Pair Trading with Intel and Global X

The main advantage of trading using opposite Intel and Global X positions is that it hedges away some unsystematic risk. Because of two separate transactions, even if Intel position performs unexpectedly, Global X can make up some of the losses. Pair trading also minimizes risk from directional movements in the market. For example, if an entire industry or sector drops because of unexpected headlines, the short position in Global X will offset losses from the drop in Global X's long position.

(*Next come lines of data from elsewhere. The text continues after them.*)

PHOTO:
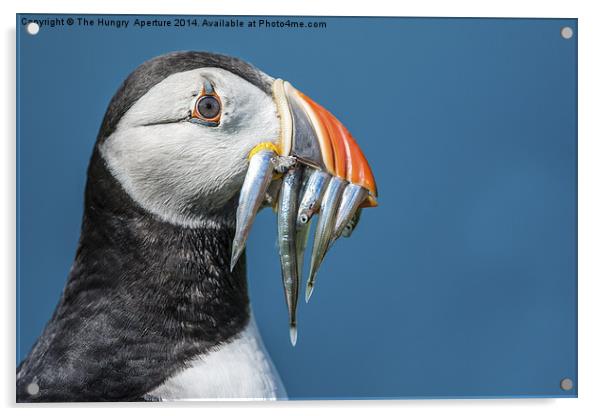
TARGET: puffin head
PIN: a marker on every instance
(198, 139)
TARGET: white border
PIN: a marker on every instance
(590, 191)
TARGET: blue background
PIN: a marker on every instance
(461, 283)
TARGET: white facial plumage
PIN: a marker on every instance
(183, 172)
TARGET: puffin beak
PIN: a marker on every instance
(322, 171)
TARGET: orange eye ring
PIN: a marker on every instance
(207, 107)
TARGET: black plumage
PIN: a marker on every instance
(143, 296)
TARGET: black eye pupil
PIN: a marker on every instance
(208, 107)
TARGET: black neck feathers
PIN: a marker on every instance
(142, 297)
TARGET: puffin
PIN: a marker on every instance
(155, 306)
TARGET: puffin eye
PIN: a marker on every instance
(207, 108)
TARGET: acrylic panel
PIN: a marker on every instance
(462, 282)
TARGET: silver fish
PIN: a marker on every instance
(324, 229)
(353, 196)
(312, 190)
(312, 196)
(252, 195)
(287, 214)
(348, 229)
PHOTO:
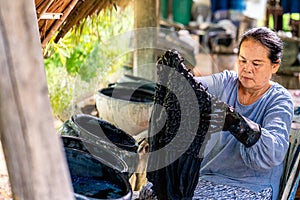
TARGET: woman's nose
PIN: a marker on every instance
(248, 67)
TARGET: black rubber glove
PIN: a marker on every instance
(225, 118)
(242, 128)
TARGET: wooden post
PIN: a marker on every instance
(33, 152)
(146, 15)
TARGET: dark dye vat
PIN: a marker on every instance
(128, 94)
(100, 133)
(93, 179)
(96, 188)
(105, 156)
(96, 128)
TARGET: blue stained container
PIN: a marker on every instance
(238, 5)
(182, 11)
(218, 5)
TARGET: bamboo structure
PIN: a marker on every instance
(34, 155)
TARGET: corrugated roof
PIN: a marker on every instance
(62, 15)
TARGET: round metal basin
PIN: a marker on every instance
(126, 107)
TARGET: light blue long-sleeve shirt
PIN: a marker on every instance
(227, 160)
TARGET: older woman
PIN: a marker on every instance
(230, 169)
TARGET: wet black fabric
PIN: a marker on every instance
(175, 150)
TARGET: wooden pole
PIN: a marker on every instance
(146, 16)
(33, 152)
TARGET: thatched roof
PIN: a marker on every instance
(62, 15)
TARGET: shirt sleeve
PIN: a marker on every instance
(215, 83)
(273, 144)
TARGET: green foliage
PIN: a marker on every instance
(79, 60)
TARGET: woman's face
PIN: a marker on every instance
(255, 69)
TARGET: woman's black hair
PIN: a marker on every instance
(267, 38)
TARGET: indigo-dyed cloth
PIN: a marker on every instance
(290, 6)
(226, 160)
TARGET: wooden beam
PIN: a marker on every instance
(33, 151)
(44, 9)
(59, 22)
(146, 15)
(51, 16)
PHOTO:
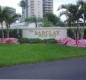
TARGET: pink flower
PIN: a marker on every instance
(71, 42)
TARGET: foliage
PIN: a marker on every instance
(26, 40)
(15, 33)
(46, 23)
(33, 19)
(49, 41)
(71, 42)
(22, 4)
(33, 53)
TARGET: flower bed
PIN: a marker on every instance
(9, 40)
(71, 42)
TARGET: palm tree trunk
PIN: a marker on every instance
(77, 33)
(2, 33)
(8, 32)
(82, 30)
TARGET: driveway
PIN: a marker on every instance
(63, 69)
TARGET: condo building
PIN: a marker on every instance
(37, 8)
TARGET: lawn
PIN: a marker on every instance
(32, 53)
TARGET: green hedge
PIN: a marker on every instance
(26, 40)
(16, 33)
(71, 34)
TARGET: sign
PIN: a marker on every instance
(45, 33)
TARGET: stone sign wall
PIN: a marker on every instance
(45, 33)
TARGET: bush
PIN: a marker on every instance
(49, 41)
(15, 33)
(26, 40)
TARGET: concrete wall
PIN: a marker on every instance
(45, 32)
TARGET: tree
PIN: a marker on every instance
(73, 13)
(46, 23)
(23, 5)
(82, 5)
(9, 20)
(3, 12)
(52, 18)
(33, 19)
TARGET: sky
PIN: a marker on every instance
(15, 4)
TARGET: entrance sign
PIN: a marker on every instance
(45, 33)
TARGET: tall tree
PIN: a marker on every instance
(33, 19)
(9, 19)
(52, 18)
(82, 5)
(23, 5)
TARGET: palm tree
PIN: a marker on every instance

The idea behind Intel and Global X Short Term pairs trading is to make the combined position market-neutral, meaning the overall market's direction will not affect its win or loss (or potential downside or upside). This can be achieved by designing a pairs trade with two highly correlated stocks or equities that operate in a similar space or sector, making it possible to obtain profits through simple and relatively low-risk investment.
Check out your portfolio center.
Note that this page's information should be used as a complementary analysis to find the right mix of equity instruments to add to your existing portfolios or create a brand new portfolio. You can also try the Bollinger Bands module to use Bollinger Bands indicator to analyze target price for a given investing horizon.